Lúcia pediu aos seus gêmeos de seis anos que entrassem no carro rápido e silenciosamente no meio da noite. Somente quando estavam a bordo do avião que os levava da Calábria (sul) para um destino secreto no norte, ela finalmente se sentiu livre de seu marido mafioso e de sua família.
"Eu sabia que não bastava mudar de bairro ou de amigos, tínhamos que fugir de tudo o que este mundo representava, aquela mentalidade", contou à AFP.
Essa fuga organizada da pequena cidade de Cinquefrondi fez parte de dezenas de operações desse tipo que começaram em 2012 para retirar crianças, e muitas vezes suas mães, de famílias pertencentes à poderosa e temida máfia calabresa, a "Ndrangheta.
O projeto, promovido pelo juiz Roberto Di Bella, é o primeiro do gênero e visa evitar que crianças sigam os passos de seus pais no mundo do crime organizado.
O marido de Lúcia, o cunhado e sua sogra haviam sido condenados por crimes relacionados com a máfia, seu sogro, por homicídio.

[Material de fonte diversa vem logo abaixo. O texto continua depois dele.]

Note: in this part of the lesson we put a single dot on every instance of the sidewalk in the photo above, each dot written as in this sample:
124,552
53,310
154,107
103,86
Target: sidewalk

Lúcia foi libertada sob fiança, à espera de um recurso contra sua condenação por associação com a máfia.
"Se fosse condenada à prisão, teria que deixar meus filhos com a família do meu marido e a ideia me apavorava", assegura Lúcia, de 36 anos, cujo nome foi mudado para proteger seu anonimato, em depoimento por escrito enviado à AFP.
"Eu tive que impedir que isso acontecesse!", diz.
Apesar das críticas iniciais, o programa judicial se tornou um protocolo antimáfia aprovado pelo governo italiano, do qual mais de 80 menores já se beneficiaram.
O juiz Di Bella acredita que poderia ser estendido a outras regiões da Itália, bem como ao exterior, para evitar que crianças sejam vítimas de grupos criminosos.
Para alguns, também pode servir como uma ferramenta contra a inclusão de menores em organizações extremistas, como o grupo jihadista Estado Islâmico.
A "Ndrangheta, que vê esta semana várias centenas de seus membros em julgamento na Calábria, é tecida por laços de sangue e não se baseia no recrutamento por mérito, como é o caso em outras organizações mafiosa.
"Crianças com certos sobrenomes estão condenadas a um destino do qual não podem escapar: a morte ou a prisão", explicou o juiz em entrevista à AFP.
A "Ndrangheta, a máfia italiana mais poderosa, presente em todos os cinco continentes, gera bilhões de euros por meio de várias atividades ilegais, que vão do tráfico de cocaína à extorsão.
Embora exista desde meados do século XIX, a "Ndrangeta foi oficialmente classificada como máfia em 2010.
"Essas crianças vivem e respiram a cultura da máfia desde o berço: uma cultura de controle e violência (...), que se aplica até contra os próprios parentes, caso corram o risco de violar o código de honra", lembra Roberto Di Bella.